Moradora de um condomínio foi condenada a indenizar o zelador por xingá-lo de “covarde”, “chifrudo”, “vagabundo”, “fdp”, “imundo”, “zeladorzinho de m****”, “safado”, “seu b****”, devido à demora de 50 segundos para abertura de um portão, pois ele estava no banheiro.

O prédio fica situado na área nobre da capital de São Paulo e a ação de indenização por danos morais movida pelo zelador contou com testemunhas que atestaram as ofensas dirigidas a ele. O zelador alegou que, em 10/6/19, uma moradora o ofendeu, tendo em vista a demora de 50 segundos para abertura de um portão, no momento em que ele estava no banheiro.
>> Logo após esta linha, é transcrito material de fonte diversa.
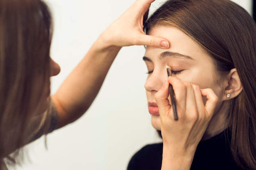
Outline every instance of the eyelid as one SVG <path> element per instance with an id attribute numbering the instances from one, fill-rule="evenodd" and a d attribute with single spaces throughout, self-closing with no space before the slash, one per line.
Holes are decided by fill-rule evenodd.
<path id="1" fill-rule="evenodd" d="M 174 71 L 172 70 L 171 73 L 172 74 L 177 75 L 177 74 L 179 74 L 181 73 L 181 72 L 183 72 L 183 71 L 184 71 L 184 70 L 178 70 L 178 71 Z"/>

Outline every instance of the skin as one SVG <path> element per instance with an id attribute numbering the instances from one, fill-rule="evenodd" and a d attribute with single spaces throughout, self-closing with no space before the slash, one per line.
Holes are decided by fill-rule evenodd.
<path id="1" fill-rule="evenodd" d="M 146 35 L 143 32 L 144 15 L 154 1 L 135 1 L 100 35 L 57 92 L 50 96 L 58 111 L 57 128 L 73 122 L 86 111 L 121 47 L 136 45 L 169 48 L 170 43 L 166 39 Z M 57 75 L 60 70 L 52 61 L 51 76 Z M 49 95 L 49 87 L 46 87 L 44 93 Z M 45 111 L 48 103 L 46 98 L 36 106 L 36 113 Z"/>
<path id="2" fill-rule="evenodd" d="M 53 76 L 58 75 L 61 71 L 61 68 L 59 65 L 55 62 L 51 58 L 50 58 L 50 75 L 48 78 L 47 80 L 50 80 L 50 78 Z M 37 83 L 34 87 L 35 95 L 38 96 L 37 93 L 40 93 L 42 90 L 41 86 L 40 85 L 43 82 L 40 82 L 40 79 L 39 78 Z M 48 107 L 48 99 L 49 96 L 51 93 L 50 90 L 50 83 L 49 83 L 49 86 L 45 87 L 43 90 L 43 95 L 42 97 L 39 99 L 38 105 L 35 109 L 35 111 L 34 113 L 36 113 L 36 114 L 40 114 L 45 112 Z M 36 97 L 35 97 L 35 98 Z"/>
<path id="3" fill-rule="evenodd" d="M 145 84 L 148 102 L 155 102 L 155 94 L 167 79 L 167 67 L 172 69 L 173 76 L 179 78 L 183 82 L 197 85 L 200 89 L 211 89 L 219 98 L 222 98 L 225 93 L 225 89 L 220 83 L 222 78 L 215 73 L 216 69 L 212 59 L 198 44 L 185 33 L 174 27 L 158 27 L 151 30 L 149 34 L 164 36 L 170 41 L 172 45 L 167 50 L 147 47 L 144 59 L 150 72 Z M 166 52 L 173 54 L 170 53 L 166 55 L 166 57 L 159 59 L 160 54 Z M 179 56 L 175 52 L 185 56 Z M 203 98 L 204 103 L 207 100 L 205 97 Z M 222 113 L 227 113 L 227 111 L 223 107 L 223 102 L 222 100 L 218 101 L 214 117 L 222 118 L 222 115 L 225 114 Z M 161 130 L 159 114 L 151 115 L 151 118 L 153 126 Z M 218 119 L 216 118 L 216 119 Z M 220 122 L 216 123 L 215 126 L 220 124 Z M 222 127 L 220 129 L 220 132 L 224 129 L 223 125 L 219 125 Z M 210 127 L 208 128 L 211 129 Z M 216 134 L 212 135 L 215 135 Z"/>
<path id="4" fill-rule="evenodd" d="M 215 73 L 211 57 L 181 31 L 159 26 L 148 34 L 171 44 L 167 50 L 147 46 L 144 57 L 149 71 L 145 84 L 149 111 L 154 113 L 151 122 L 163 136 L 162 169 L 189 170 L 203 136 L 208 139 L 225 128 L 226 81 Z M 168 78 L 167 67 L 173 74 Z M 169 83 L 175 94 L 178 121 L 170 104 Z"/>

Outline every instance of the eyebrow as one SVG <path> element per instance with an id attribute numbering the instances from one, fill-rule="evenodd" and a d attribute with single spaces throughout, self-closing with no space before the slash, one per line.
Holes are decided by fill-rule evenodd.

Segundo ele, a mulher o ofendeu com vários xingamentos e expressões de baixo calão no episódio do portão. Em outra ocasião, em 17/7/19, ante a proibição do condomínio ao trânsito de animais domésticos em áreas comuns, contou que a moradora foi multada porque seu cachorro é acostumado a fazer suas necessidades em locais proibidos e, por esse motivo, novamente o humilhou e violou sua honra com xingamentos semelhantes por cerca de quatro minutos. Na época, o prédio estava sendo pintado e o fato ocorreu no momento em que estava presente outro empregado.

A moradora, em contestação, alegou que não persegue o zelador e que a residência das partes no mesmo local propicia confusão. Acrescentou que ninguém relatou conduta reprovável dela e de seu marido e, além disso, argumentou que não existem provas sobre as ofensas alegadas e, por isso, não se justifica aplicação de indenização.

Porém, um morador inquilino confirmou as ofensas recebidas pelo zelador ao abrir o portão de pedestre e relatou que o homem não respondeu aos insultos, não havendo problemas de desentendimento dele com outros condôminos.

Também foi testemunha das ofensas o empregado que trabalhava no dia da pintura do prédio. Segundo essa testemunha, realmente ocorreu o outro ato ilícito, sem retorsão imediata do zelador, muito menos qualquer conduta que pudesse causar semelhante comportamento.

O magistrado considerou, na decisão, que os depoimentos foram claros e completos, prestados por testemunhas sob o compromisso legal, e comprovaram os atos ilícitos ocorridos nas duas ocasiões em que a moradora ofendeu a honra subjetiva do zelador, injuriando-o. O juiz aplicou a indenização em R$ 20 mil, com juros e correção monetária pela tabela do TJ/SP desde a publicação da sentença e juros moratórios de 1% ao mês a contar do primeiro ato ilícito.

O juiz entendeu ser a quantia da indenização suficiente para compensar a vítima, punir e dissuadir a ofensora, sem propiciar enriquecimento sem causa. “Palavras muito ofensivas, depreciativas e humilhantes, que denotam completo menoscabo pela dignidade do autor, o que impõe reparação por danos morais, que se configuraram “in re ipsa”, ante inequívoca violação dos direitos de personalidade do autor na esfera moral”, afirmou o magistrado.